Designing Primers for GS-PCR

In development :)


  1. Make a stock mix plate from your two plates of GS-PCR primers (forward and reverse). For 5uM (each) stock:
    • 10 uL of 100 uM forward primer
    • 10 uL of 100 uM reverse primer
    • 180 uL of ddH2O
  2. Make dilutions of your input (wce) samples: 40 ng/uL, 20 ng/ul, and 10 ng/uL. Make dilutions of your IP samples: 10 ng/uL
    • May need to try different dilutions of wce to find a range that shows good enrichment. See comment in "Analysis". Roshan uses 45, 15, and 5 ng/uL.
  3. Make PCR master mix. Per PCR:
    • 13.6 uL of ddH2O
    • 0.2 uL of 100x dNTPs (25 mM each)
    • 2 uL of 10x ThermoPol buffer
    • 0.2 uL of Taq
    • Make 1000x and aliquot 16 uL per well into a clean PCR plate with multichannel pipettor.
  4. Add (using multichannel pipettor, according to blueprint):
    • 2 uL of primer mix (5 uM each). add blueprint
    • 2 uL of template. add blueprint
  5. Run PCR: 94°C, 2 min, 1x; 94°C, 45 sec; 58°C, 1 min; 72°C, 1 min (cycle steps 2-4, 28x); 72°C, 10 min; hold at 4°C.

Analytical Gel

  1. Pour 2.5% agarose gel in 1x TBE. Requires 500 mL for one large format gel. Set with 6 combs, spaced every-other row. (40 lanes per comb).
  2. Add 6 ul of 6x gel loading dye (kept in 4°C mini-fridge) to each 20 uL PCR reaction. Pour loading dye in trough and load with muliplex pipettor. Use yellow-box tips. Eject tips back into box for reuse when loading the gel.
  3. Load 12 uL per sample. Multiplex pipettor will load every other lane of the gel.
  4. Seal 96-well PCR plate with sticky foil cover. Store at -20°C.
  5. For ladder: 3 uL of 100 bp ladder, plus 6 uL of 6x gel loading dye.
  6. Run gel at 150 V for 2 hours. (Dye will run~2/3 the length of a row.)
  7. Prepare Sybr Gold Stain: 100 uL of Sybr Gold in 1L of 1x TBE.
  8. Cut large-format gels in half to fit in staining trays. (Earmark to differentiate).
  9. Stain gel for 1 hour, rocking at room temp.
  10. Image gel. (Be certain not to saturate the most intense peaks in the image.)

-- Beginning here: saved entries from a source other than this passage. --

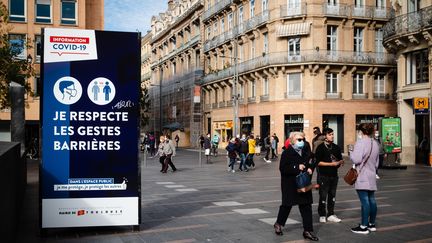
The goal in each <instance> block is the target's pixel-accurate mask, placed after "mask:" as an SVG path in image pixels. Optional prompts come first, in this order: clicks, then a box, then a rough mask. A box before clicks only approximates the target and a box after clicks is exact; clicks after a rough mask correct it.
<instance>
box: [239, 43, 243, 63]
mask: <svg viewBox="0 0 432 243" xmlns="http://www.w3.org/2000/svg"><path fill="white" fill-rule="evenodd" d="M239 59H240V61H242V60H244V47H243V45H241V44H240V45H239Z"/></svg>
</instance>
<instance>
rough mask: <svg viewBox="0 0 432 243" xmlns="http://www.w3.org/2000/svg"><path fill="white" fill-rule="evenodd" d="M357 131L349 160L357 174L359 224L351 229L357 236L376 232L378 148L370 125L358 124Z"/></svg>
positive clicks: (372, 130)
mask: <svg viewBox="0 0 432 243" xmlns="http://www.w3.org/2000/svg"><path fill="white" fill-rule="evenodd" d="M359 130H360V132H359V135H360V137H361V139H360V140H358V141H357V142H356V143H355V145H354V150H353V151H352V152H351V154H350V158H351V161H352V162H353V164H354V165H355V168H356V170H357V172H358V177H357V180H356V182H355V184H354V187H355V189H356V191H357V195H358V197H359V199H360V203H361V223H360V224H359V225H358V226H357V227H354V228H351V231H352V232H353V233H357V234H369V232H370V231H376V226H375V219H376V215H377V204H376V200H375V191H376V190H377V181H376V169H377V168H378V164H379V146H378V144H377V142H376V141H375V139H373V138H372V136H373V135H374V125H373V124H372V123H362V124H360V125H359Z"/></svg>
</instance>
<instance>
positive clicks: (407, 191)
mask: <svg viewBox="0 0 432 243" xmlns="http://www.w3.org/2000/svg"><path fill="white" fill-rule="evenodd" d="M220 152H221V153H219V156H217V157H211V162H212V163H211V164H207V163H206V160H205V156H204V155H203V162H202V166H200V165H199V161H198V158H199V156H198V152H197V151H196V150H187V149H179V151H178V153H177V154H178V155H177V156H176V157H174V163H175V164H176V167H177V168H178V170H177V171H176V172H172V171H169V172H168V173H166V174H162V173H160V172H159V170H160V164H159V162H158V160H157V159H151V158H147V159H146V160H145V161H144V159H143V156H142V154H141V158H140V163H141V165H142V188H141V190H142V202H141V206H142V208H141V221H142V224H141V227H140V228H141V229H140V230H139V231H134V230H133V228H132V227H88V228H70V229H52V230H49V231H48V234H47V236H46V237H43V238H42V237H40V235H39V228H38V227H39V223H38V222H39V215H38V207H39V205H38V162H37V161H29V162H28V188H27V192H26V196H25V201H24V206H23V210H22V215H21V218H20V227H19V232H17V242H101V243H102V242H104V243H105V242H113V243H117V242H119V243H121V242H171V243H188V242H212V243H216V242H245V243H252V242H260V243H261V242H305V241H304V240H303V238H302V225H301V217H300V213H299V211H298V209H297V207H293V210H292V211H291V214H290V216H289V220H288V222H287V225H286V227H285V228H284V231H283V232H284V235H283V236H277V235H275V234H274V232H273V226H272V225H273V223H274V222H275V220H276V216H277V212H278V208H279V205H280V202H281V193H280V175H279V171H278V165H279V161H278V160H273V162H272V163H270V164H268V163H265V162H264V160H263V159H262V157H261V156H257V157H255V163H256V168H255V169H254V170H250V171H249V172H238V171H236V172H235V173H232V172H228V171H227V160H226V157H225V156H224V155H222V153H223V151H220ZM349 163H350V162H349V161H347V162H346V164H349ZM347 169H348V166H344V167H342V168H341V171H340V176H342V175H343V174H345V171H346V170H347ZM380 175H381V179H380V180H379V181H378V189H379V191H378V192H377V193H376V199H377V203H378V218H377V231H376V232H373V233H370V234H369V235H357V234H353V233H351V231H350V228H351V227H353V226H356V224H358V223H359V221H360V202H359V200H358V198H357V194H356V192H355V190H354V189H353V188H352V187H351V186H348V185H347V184H345V183H344V182H343V180H342V179H340V180H339V186H338V191H337V201H336V206H335V211H336V214H337V216H338V217H340V218H341V219H342V222H341V223H325V224H322V223H319V222H318V214H317V203H316V202H317V198H318V193H317V191H314V192H313V197H314V204H313V218H314V228H315V232H316V233H317V235H318V237H319V238H320V242H350V243H352V242H392V243H394V242H432V230H431V229H432V190H431V189H430V188H431V187H432V168H430V167H426V166H419V165H418V166H409V167H408V169H407V170H381V171H380Z"/></svg>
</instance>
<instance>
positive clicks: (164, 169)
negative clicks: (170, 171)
mask: <svg viewBox="0 0 432 243" xmlns="http://www.w3.org/2000/svg"><path fill="white" fill-rule="evenodd" d="M163 143H164V145H163V154H164V155H165V160H164V164H163V168H162V173H166V172H167V170H168V165H169V166H171V169H172V170H173V172H175V171H176V170H177V168H176V167H175V166H174V164H173V162H172V157H174V156H175V155H176V148H175V146H174V142H173V141H172V140H171V137H170V135H165V141H164V142H163Z"/></svg>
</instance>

  • Use ImageQuant for analysis of GS-PCR
  1. For each gene, check that the input (wce) dilutions show enrichment. Enrichment should be (very) roughly linear. You want to see at least two-fold enrichment in your highest dilution compared with your lowest. If not, you may need to run different dilutions of your input.
  2. Check enrichment of IP sample over input. The threshold for calling a gene enriched will be determined from the input dilutions, at least 2-fold.